En cuanto los agentes mostraron la placa, tuvieron que reaccionar rápido para evitar que todas las prostitutas saliesen a la carrera. A las meretrices no les gustan los polis. Y tienen sus razones.
—Tranquilas, tranquilas, no somos de Extranjería, no corráis, solo queremos haceros unas preguntas… —Luca tuvo que bajarse a toda prisa del coche, y en seguida adoptó el rol conciliador de un negociador—. Por favor, no os asustéis, no pasa nada. Solo queremos hablar un momento…
La agente consiguió que un puñado de aquellas chicas se quedase en el sitio, pero el resto había echado a correr, perdiéndose entre los árboles como fantasmas en la noche, nada más ver las placas de policía. Su habilidad para trotar con tacones de diez centímetros resultaba sorprendente. Sus compañeros se ocuparon de cerrar el paso a las despistadas para que Luca pudiese comenzar los interrogatorios.
La joven guardia intentó contener los nervios. Le impresionó el miedo que se podía intuir en aquellas miradas. Pupilas contraídas por el resplandor de los focos del coche, que reflejaba la luz en aquellas pieles de ébano como si se tratase de curtidas joyas de azabache. La mayoría eran muy jóvenes. De cuerpos fibrosos, musculados, aunque no en el gimnasio, sino en el calvario de un viaje duro desde las entrañas de África hasta la soñada Europa, en el que solo sobreviven las más fuertes. Luca pudo ver que algunas lucían tatuajes tribales en sus rostros y cuerpos, y otras cicatrices de algún tipo de ritual animista extraño de sus aldeas de origen. Todas tenían miedo. Un miedo evidente y casi incontenible. Pero ¿a qué? ¿A la policía?

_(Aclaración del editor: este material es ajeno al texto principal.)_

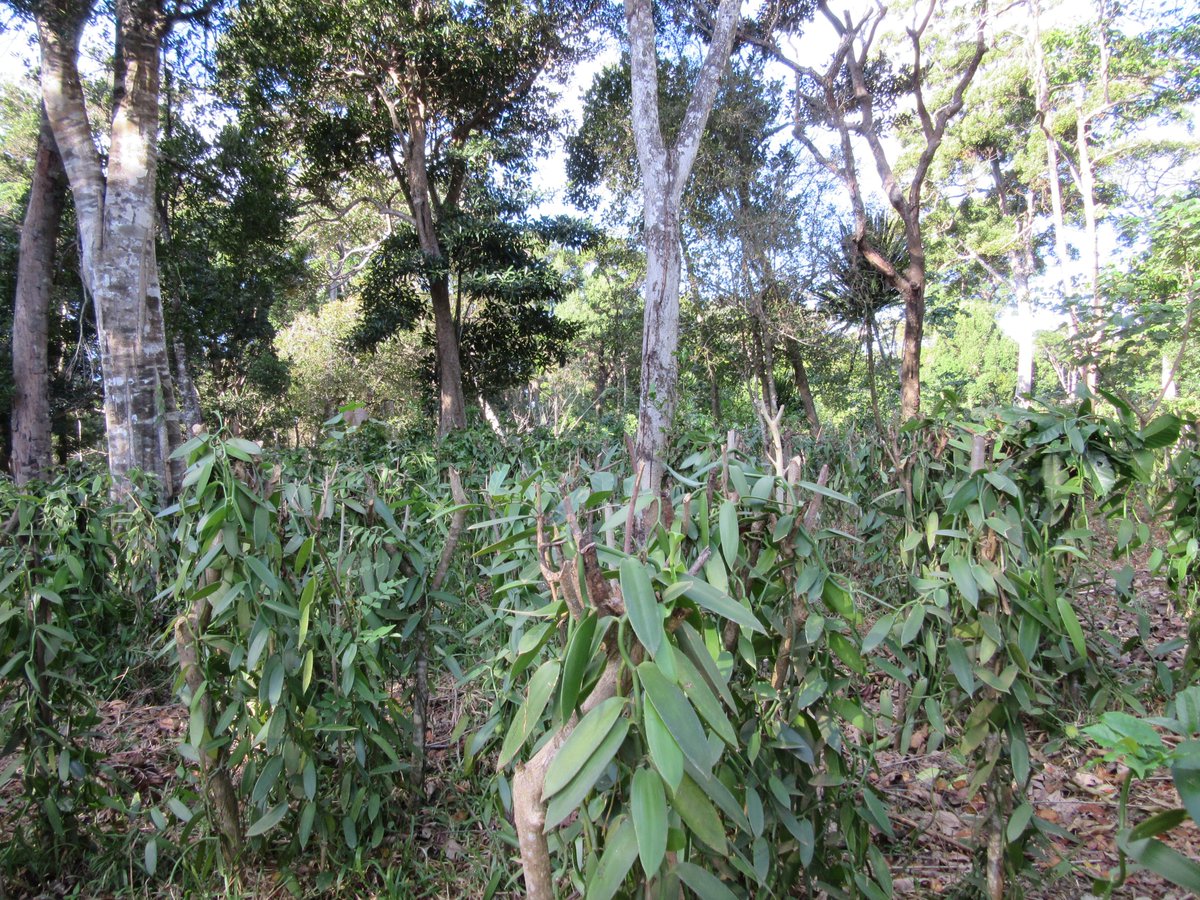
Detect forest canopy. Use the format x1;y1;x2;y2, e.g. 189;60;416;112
0;0;1200;900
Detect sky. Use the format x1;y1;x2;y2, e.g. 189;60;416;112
0;0;1190;348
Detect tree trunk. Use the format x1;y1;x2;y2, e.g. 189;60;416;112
625;0;740;501
12;109;67;485
38;0;179;496
404;64;467;438
170;337;204;433
900;278;925;421
634;207;682;494
1075;89;1104;391
785;338;821;432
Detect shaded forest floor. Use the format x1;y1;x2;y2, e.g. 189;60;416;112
0;535;1200;900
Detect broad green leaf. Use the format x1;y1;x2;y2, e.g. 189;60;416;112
250;756;283;806
296;575;317;647
679;576;767;635
900;604;925;647
1141;413;1182;450
1055;596;1087;656
630;769;667;878
718;500;739;569
796;481;858;509
246;800;288;838
1117;835;1200;895
496;662;560;769
620;557;666;656
1004;803;1033;844
558;613;599;722
637;661;712;774
1171;766;1200;822
863;787;895;839
947;557;979;608
642;703;683;791
863;616;895;653
545;718;629;830
587;817;637;900
541;697;626;798
672;775;726;854
674;653;738;746
946;637;976;695
674;863;737;900
676;622;737;709
145;835;158;875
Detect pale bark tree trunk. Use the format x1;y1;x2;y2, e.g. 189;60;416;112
1075;93;1104;391
37;0;180;496
404;61;467;438
787;0;986;419
12;109;67;485
625;0;740;494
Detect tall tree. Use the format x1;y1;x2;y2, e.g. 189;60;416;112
625;0;740;493
12;109;67;485
32;0;210;493
756;0;986;419
226;0;593;434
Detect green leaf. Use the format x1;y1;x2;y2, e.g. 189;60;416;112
672;775;726;856
796;481;858;509
642;703;683;791
587;817;637;900
637;661;712;774
296;575;317;647
620;557;666;656
1117;835;1200;895
1055;596;1087;656
630;769;667;878
558;612;599;721
246;800;288;838
718;500;740;569
496;662;560;769
250;756;283;806
679;576;767;635
546;718;629;830
947;557;979;608
541;697;626;798
1004;803;1033;844
863;787;895;839
946;637;976;696
1171;766;1200;822
1141;413;1183;450
900;604;925;647
674;863;737;900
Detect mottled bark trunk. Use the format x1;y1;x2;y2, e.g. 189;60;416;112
625;0;739;501
900;278;925;420
1075;99;1104;391
1160;350;1178;400
170;337;204;433
634;211;682;494
12;109;67;485
38;0;180;496
786;338;821;431
404;64;467;438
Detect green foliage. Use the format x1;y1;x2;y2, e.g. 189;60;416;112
1082;686;1200;896
167;436;452;858
354;214;575;397
475;450;890;896
0;473;174;886
922;302;1016;407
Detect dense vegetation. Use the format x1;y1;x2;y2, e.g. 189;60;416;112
0;0;1200;900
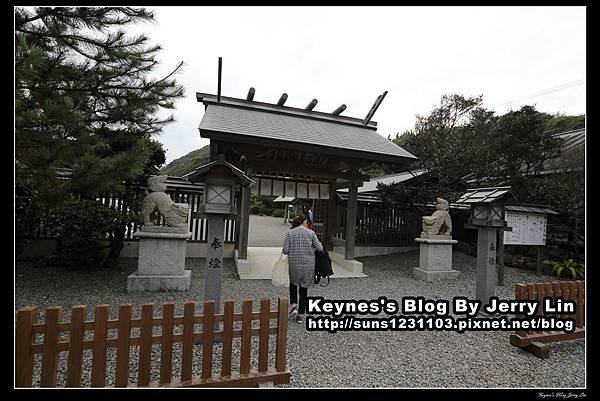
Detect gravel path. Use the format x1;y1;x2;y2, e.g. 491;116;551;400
15;252;585;388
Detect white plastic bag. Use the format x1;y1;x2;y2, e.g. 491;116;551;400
271;253;290;287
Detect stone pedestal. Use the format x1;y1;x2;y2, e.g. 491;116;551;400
127;230;192;292
413;234;459;281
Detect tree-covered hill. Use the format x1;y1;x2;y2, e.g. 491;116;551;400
160;145;209;177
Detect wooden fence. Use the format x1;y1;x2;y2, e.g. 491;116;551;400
15;298;290;387
336;204;421;247
510;280;585;358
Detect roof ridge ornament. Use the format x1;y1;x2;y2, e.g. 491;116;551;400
363;91;387;125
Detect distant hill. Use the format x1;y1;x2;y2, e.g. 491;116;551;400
160;145;209;177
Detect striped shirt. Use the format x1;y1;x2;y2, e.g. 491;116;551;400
282;226;323;288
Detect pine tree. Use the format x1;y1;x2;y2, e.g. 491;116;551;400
15;7;183;203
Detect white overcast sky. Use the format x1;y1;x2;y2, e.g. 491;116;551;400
132;7;586;162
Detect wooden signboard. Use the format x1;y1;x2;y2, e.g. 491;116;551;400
504;210;547;245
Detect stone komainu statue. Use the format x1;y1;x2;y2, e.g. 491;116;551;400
421;198;452;236
142;175;189;228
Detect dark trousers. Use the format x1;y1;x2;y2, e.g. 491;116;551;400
290;283;308;315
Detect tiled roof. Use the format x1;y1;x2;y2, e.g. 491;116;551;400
338;169;427;193
200;103;416;162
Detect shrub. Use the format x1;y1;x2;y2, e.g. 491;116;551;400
53;199;124;269
271;209;284;217
552;259;585;279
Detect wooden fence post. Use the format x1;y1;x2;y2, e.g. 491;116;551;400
115;304;133;387
15;306;37;387
92;305;108;387
41;306;62;387
67;305;87;387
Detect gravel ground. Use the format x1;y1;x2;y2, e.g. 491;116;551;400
15;252;585;388
248;214;290;246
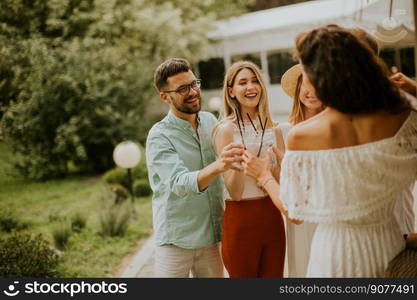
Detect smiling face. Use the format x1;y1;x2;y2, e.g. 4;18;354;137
229;68;262;109
299;71;323;110
160;71;201;116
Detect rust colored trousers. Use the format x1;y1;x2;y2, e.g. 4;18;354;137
222;197;285;278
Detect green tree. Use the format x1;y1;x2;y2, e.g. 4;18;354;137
0;0;252;179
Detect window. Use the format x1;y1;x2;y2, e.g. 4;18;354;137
232;53;262;69
379;47;416;77
400;47;416;77
379;48;397;69
268;51;297;84
198;57;224;89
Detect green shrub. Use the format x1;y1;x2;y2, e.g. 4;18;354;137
102;164;148;189
52;222;72;250
109;183;130;203
100;202;131;236
0;210;29;233
102;168;128;188
133;179;152;197
0;233;59;278
71;213;87;232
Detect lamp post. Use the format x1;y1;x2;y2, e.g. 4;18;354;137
208;97;222;117
113;141;141;212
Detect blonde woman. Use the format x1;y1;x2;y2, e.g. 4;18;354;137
243;25;417;277
213;61;285;278
279;64;324;277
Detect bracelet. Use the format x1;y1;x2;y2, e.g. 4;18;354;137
259;176;274;187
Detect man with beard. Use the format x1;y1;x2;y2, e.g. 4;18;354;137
146;58;243;277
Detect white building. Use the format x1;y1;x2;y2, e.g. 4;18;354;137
198;0;415;121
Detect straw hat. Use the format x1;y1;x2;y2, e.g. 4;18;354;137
281;64;301;99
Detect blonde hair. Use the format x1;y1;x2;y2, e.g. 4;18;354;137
213;60;274;136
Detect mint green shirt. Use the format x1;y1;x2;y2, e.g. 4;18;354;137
146;111;224;249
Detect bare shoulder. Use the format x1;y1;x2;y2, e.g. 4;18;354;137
287;118;331;150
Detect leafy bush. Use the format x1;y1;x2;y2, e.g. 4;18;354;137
100;202;131;236
52;222;72;250
133;179;152;197
102;168;127;188
109;183;130;204
102;164;148;189
0;210;29;233
0;233;59;278
71;212;87;232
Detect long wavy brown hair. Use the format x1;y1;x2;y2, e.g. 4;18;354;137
296;25;411;114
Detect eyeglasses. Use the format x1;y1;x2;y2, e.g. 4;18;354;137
162;79;201;96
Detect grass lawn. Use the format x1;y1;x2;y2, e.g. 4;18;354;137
0;144;152;277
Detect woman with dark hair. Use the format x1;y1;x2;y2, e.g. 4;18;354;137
278;64;324;277
244;25;417;277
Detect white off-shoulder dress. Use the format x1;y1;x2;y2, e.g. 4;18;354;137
280;112;417;277
279;122;317;278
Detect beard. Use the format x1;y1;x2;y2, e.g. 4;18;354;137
171;94;201;115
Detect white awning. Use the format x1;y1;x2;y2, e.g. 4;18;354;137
208;0;414;57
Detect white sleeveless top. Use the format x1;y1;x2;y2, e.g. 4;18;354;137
280;112;417;277
223;122;276;200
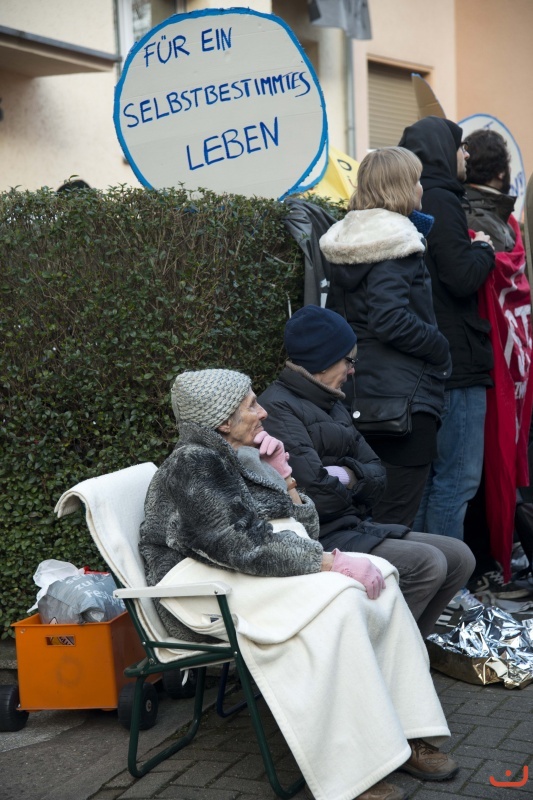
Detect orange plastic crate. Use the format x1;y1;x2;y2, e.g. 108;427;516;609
13;612;150;711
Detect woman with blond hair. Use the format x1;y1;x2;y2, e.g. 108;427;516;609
320;147;451;527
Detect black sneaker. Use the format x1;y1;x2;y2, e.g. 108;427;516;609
467;570;533;602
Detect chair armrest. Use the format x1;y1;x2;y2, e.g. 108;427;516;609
113;581;231;598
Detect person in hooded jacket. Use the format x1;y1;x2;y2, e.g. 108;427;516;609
259;305;475;638
394;116;495;552
320;147;451;528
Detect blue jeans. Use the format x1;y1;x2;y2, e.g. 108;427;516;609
413;386;487;539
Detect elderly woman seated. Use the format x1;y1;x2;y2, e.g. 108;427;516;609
140;369;458;800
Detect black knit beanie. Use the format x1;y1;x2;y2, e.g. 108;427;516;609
285;305;357;374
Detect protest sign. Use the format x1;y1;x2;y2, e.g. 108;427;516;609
114;8;327;198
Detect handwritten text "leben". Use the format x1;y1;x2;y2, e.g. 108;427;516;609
186;117;279;171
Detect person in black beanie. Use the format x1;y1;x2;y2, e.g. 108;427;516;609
259;305;474;637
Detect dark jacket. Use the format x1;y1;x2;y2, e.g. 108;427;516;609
463;183;516;253
320;208;451;418
139;422;323;641
400;117;494;389
259;365;408;553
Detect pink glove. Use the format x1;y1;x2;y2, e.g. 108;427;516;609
254;431;292;478
331;549;385;600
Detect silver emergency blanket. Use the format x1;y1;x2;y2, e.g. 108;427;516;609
427;605;533;689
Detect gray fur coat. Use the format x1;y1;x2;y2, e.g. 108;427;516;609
139;423;323;641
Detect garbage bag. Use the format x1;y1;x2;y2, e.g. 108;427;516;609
37;575;125;625
28;558;83;614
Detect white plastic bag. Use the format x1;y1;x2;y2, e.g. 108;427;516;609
28;558;84;614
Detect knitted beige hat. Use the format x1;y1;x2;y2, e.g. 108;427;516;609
170;369;252;428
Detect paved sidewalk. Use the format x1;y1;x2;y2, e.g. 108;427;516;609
85;673;533;800
0;644;533;800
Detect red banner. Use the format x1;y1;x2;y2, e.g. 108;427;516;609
479;216;533;581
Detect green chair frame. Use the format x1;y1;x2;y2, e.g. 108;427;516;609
115;577;304;800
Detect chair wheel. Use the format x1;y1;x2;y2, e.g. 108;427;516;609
162;669;198;700
117;683;159;731
0;685;29;731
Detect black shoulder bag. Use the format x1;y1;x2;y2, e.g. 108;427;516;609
352;364;425;437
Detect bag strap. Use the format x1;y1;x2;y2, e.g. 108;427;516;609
409;362;426;405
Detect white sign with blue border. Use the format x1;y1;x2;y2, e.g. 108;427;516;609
114;8;327;198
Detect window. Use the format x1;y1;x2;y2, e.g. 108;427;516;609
368;61;420;149
116;0;181;66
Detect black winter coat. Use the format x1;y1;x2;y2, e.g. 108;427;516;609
320;208;451;419
400;117;494;389
259;365;408;553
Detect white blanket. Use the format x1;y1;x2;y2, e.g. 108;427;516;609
159;556;449;800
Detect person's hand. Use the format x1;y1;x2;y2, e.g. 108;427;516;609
254;431;292;478
331;549;385;600
324;466;357;489
472;231;494;250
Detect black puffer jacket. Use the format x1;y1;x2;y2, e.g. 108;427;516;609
320;208;451;418
259;364;408;553
400;117;494;389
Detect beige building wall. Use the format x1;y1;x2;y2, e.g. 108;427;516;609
0;0;132;191
456;0;533;178
352;0;457;161
0;0;533;191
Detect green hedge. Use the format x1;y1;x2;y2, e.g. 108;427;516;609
0;187;340;637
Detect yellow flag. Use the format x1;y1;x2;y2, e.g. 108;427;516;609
308;145;359;203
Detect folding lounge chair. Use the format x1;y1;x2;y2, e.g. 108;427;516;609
55;463;304;799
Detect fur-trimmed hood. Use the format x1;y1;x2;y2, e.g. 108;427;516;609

Se sacó del bolsillo una fotografía tomada al rostro de la cabeza encontrada en el contenedor de basura y empezó a mostrarla a todas las prostitutas africanas de la zona. Emplearían horas en interrogar a todas las chicas de color de aquel tramo. Había cientos, aunque ninguna quería hablar. No sabían o no querían saber quién era la mujer de la foto. La noche iba a ser larga. Pero el Capitán le había confiado una misión, y no estaba dispuesta a decepcionarle.